After reading a rather interesting article in the MSDN Magazine February 2013 issue by James McCaffrey on "Detecting Abnormal Data Using k-Means Clustering" I was eager to have a go at implementing this rather simple clustering algorithm myself.

After finally getting to a point where my k-Means implementation matched what James's had I proceeded with expanding it a little bit and experimenting with the different configurations of the algorithm.

## Download the code

You can download my C# implementation of the k-Means algorithm from my SkyDrive (or whatever they end up calling their cloud drive)

## The differences

My implementation differs from James's only slightly and the core algorithm is pretty much the exact same thing (k-means is rather straight forward anyways). The biggest differences lie in the API as I wanted to experiment with a few concepts that I was re-reading about in my recently re-purchased data mining book.

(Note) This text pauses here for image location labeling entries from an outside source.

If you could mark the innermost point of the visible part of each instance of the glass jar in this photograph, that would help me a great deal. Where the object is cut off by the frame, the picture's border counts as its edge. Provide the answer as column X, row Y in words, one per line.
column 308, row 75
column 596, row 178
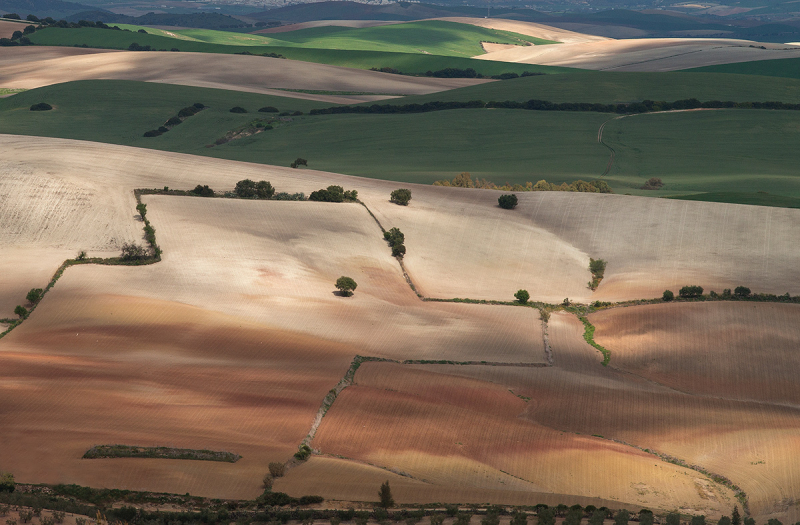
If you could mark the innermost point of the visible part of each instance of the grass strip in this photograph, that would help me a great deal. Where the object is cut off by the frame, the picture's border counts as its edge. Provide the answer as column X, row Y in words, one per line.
column 588, row 335
column 128, row 451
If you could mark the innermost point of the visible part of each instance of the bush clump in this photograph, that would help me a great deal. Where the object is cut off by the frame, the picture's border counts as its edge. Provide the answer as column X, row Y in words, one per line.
column 248, row 189
column 691, row 291
column 202, row 191
column 346, row 286
column 507, row 202
column 333, row 194
column 401, row 196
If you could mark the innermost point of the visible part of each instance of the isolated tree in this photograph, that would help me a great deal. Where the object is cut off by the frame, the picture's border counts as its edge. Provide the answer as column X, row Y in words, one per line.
column 385, row 493
column 276, row 469
column 346, row 285
column 401, row 196
column 34, row 295
column 507, row 202
column 673, row 518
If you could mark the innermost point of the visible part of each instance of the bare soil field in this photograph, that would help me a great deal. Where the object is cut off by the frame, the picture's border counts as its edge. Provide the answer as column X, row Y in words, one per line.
column 527, row 28
column 104, row 368
column 465, row 434
column 543, row 246
column 31, row 67
column 644, row 54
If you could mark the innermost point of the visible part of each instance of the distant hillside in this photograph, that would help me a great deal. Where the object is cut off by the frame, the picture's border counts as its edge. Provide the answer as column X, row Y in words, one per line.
column 194, row 20
column 42, row 8
column 402, row 11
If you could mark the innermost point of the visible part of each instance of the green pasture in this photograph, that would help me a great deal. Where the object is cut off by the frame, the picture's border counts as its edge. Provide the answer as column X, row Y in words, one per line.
column 727, row 153
column 783, row 67
column 120, row 111
column 742, row 151
column 609, row 87
column 412, row 63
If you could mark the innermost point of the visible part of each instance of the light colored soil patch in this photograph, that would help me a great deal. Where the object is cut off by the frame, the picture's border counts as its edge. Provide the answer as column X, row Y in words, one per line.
column 43, row 66
column 465, row 434
column 650, row 54
column 527, row 28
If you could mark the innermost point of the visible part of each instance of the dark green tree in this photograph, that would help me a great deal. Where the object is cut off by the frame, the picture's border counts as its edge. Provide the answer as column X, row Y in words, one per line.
column 35, row 295
column 385, row 493
column 622, row 517
column 401, row 196
column 7, row 483
column 346, row 286
column 507, row 202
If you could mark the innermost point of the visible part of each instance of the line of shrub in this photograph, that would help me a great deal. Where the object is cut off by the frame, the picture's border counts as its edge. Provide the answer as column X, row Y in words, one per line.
column 453, row 72
column 183, row 114
column 464, row 180
column 127, row 451
column 646, row 106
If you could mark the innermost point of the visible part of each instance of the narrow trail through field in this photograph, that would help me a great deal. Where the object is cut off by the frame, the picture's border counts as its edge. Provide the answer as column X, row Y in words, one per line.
column 613, row 154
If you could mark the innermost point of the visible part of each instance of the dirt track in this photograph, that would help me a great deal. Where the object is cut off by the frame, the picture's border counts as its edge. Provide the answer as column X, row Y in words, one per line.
column 31, row 67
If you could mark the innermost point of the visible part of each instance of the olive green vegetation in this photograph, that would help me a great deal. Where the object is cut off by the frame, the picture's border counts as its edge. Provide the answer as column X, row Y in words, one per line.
column 783, row 67
column 410, row 63
column 515, row 146
column 742, row 151
column 727, row 153
column 614, row 88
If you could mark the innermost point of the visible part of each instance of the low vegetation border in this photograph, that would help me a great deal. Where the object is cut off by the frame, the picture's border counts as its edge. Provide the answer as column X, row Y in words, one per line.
column 128, row 451
column 647, row 106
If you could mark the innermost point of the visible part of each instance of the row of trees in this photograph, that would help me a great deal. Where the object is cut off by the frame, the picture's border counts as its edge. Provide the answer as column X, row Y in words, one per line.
column 464, row 180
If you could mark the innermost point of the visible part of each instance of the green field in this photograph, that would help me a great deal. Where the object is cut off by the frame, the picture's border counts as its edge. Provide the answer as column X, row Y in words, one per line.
column 412, row 63
column 727, row 151
column 608, row 88
column 785, row 67
column 708, row 151
column 760, row 198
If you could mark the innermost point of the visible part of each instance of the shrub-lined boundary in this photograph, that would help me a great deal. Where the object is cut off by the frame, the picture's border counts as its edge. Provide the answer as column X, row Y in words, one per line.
column 129, row 451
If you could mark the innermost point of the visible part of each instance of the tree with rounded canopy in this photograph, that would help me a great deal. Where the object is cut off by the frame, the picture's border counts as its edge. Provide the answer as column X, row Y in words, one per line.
column 507, row 202
column 346, row 285
column 401, row 196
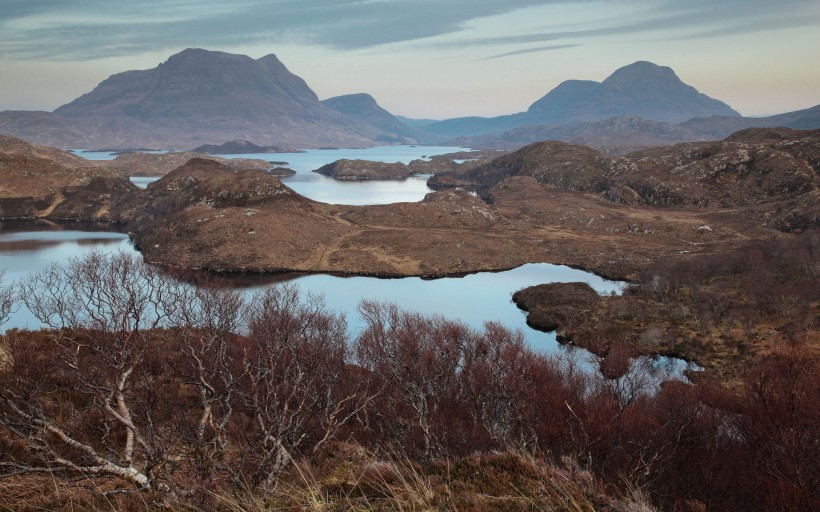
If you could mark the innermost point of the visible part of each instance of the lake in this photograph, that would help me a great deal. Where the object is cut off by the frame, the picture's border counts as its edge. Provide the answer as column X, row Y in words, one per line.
column 473, row 299
column 328, row 190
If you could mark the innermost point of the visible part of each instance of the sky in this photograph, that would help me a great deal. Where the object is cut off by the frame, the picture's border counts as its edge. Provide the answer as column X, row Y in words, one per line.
column 431, row 59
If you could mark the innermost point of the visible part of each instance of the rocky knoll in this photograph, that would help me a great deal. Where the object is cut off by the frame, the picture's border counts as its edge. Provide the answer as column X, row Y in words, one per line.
column 560, row 210
column 360, row 170
column 14, row 146
column 747, row 170
column 35, row 183
column 205, row 215
column 241, row 147
column 555, row 305
column 159, row 164
column 356, row 170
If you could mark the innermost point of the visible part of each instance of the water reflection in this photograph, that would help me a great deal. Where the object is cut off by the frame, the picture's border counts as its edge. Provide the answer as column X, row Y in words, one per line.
column 473, row 299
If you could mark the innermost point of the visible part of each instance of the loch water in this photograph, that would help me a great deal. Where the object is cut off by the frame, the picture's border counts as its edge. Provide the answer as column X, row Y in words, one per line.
column 328, row 190
column 473, row 299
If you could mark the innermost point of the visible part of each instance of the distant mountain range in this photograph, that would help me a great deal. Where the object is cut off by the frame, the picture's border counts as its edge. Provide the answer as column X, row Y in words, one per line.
column 198, row 97
column 641, row 89
column 202, row 97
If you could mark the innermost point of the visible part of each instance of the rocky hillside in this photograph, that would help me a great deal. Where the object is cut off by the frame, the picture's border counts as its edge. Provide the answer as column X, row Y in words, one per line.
column 358, row 170
column 37, row 182
column 19, row 147
column 748, row 170
column 159, row 164
column 240, row 147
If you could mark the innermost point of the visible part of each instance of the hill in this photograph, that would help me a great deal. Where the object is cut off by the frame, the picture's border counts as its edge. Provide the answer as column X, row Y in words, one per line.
column 364, row 108
column 640, row 89
column 198, row 97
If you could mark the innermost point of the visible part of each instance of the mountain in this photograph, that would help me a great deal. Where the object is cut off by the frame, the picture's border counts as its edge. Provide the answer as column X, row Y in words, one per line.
column 718, row 127
column 640, row 89
column 198, row 97
column 618, row 135
column 364, row 108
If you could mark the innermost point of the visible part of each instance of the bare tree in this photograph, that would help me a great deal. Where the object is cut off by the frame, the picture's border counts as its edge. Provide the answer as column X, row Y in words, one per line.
column 420, row 356
column 104, row 312
column 206, row 321
column 292, row 393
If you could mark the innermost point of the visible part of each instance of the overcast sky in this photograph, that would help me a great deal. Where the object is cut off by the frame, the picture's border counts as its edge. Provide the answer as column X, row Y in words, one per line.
column 425, row 58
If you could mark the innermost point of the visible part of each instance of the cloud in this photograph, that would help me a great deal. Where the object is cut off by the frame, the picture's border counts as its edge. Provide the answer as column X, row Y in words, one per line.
column 72, row 29
column 532, row 50
column 81, row 30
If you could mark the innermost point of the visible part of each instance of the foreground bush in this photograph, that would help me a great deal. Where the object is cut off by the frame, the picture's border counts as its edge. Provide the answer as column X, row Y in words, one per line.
column 198, row 397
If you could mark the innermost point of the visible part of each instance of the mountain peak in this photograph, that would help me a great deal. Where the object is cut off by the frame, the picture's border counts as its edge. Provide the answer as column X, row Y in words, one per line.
column 643, row 72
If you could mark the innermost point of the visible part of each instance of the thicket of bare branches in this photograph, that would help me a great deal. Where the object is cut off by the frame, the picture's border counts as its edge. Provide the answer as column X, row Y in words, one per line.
column 180, row 390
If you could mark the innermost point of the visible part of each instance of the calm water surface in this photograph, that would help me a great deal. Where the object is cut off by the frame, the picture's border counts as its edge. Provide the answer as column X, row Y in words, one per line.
column 327, row 190
column 473, row 299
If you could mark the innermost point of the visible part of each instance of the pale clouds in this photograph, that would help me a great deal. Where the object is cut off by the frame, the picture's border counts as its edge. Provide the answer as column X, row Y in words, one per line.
column 80, row 30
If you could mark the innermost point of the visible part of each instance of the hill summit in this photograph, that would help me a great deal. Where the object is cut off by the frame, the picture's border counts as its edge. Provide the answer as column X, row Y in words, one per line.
column 199, row 96
column 641, row 89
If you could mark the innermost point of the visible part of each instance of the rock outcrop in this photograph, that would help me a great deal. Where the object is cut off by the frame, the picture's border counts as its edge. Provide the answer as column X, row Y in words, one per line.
column 362, row 170
column 38, row 182
column 159, row 164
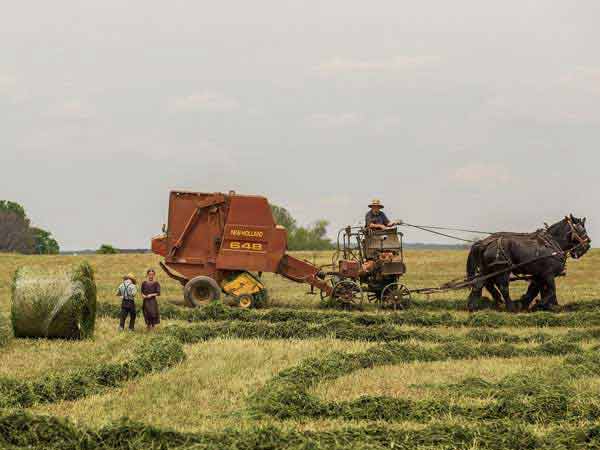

**The total distance value**Although it being a NP hard problem, I was interested in attempting to stumble on the global minimum through repeated runs of the algorithm. I wanted to get the total squared distance of the solution so that I could compare multiple runs and attempt to find the smallest value.**Initial centroid configuration (cluster centers)**I read that the initial configuration of the cluster centers could have a dramatic difference in both the quality of the final solution as well as the convergence speed. I therefore wanted to be able to seed my run with an experimental configuration to see if this could be optimized outside of the k-Means algorithm itself.**Custom distance calculation**As the current Euclidean distance calculation is heavily biased towards large values I wanted to be able to experiment with different types of formulas to calculate the distance. One being for example taking the absolute value of the differences between the different attributes.**Support for complex objects and attribute based configuration**Real life implementations will need to be run on complex objects that might be a part of a larger software project. I wanted to be able to have the algorithm be able to process more high-level objects than just primitive value type arrays, but with minimal loss in speed.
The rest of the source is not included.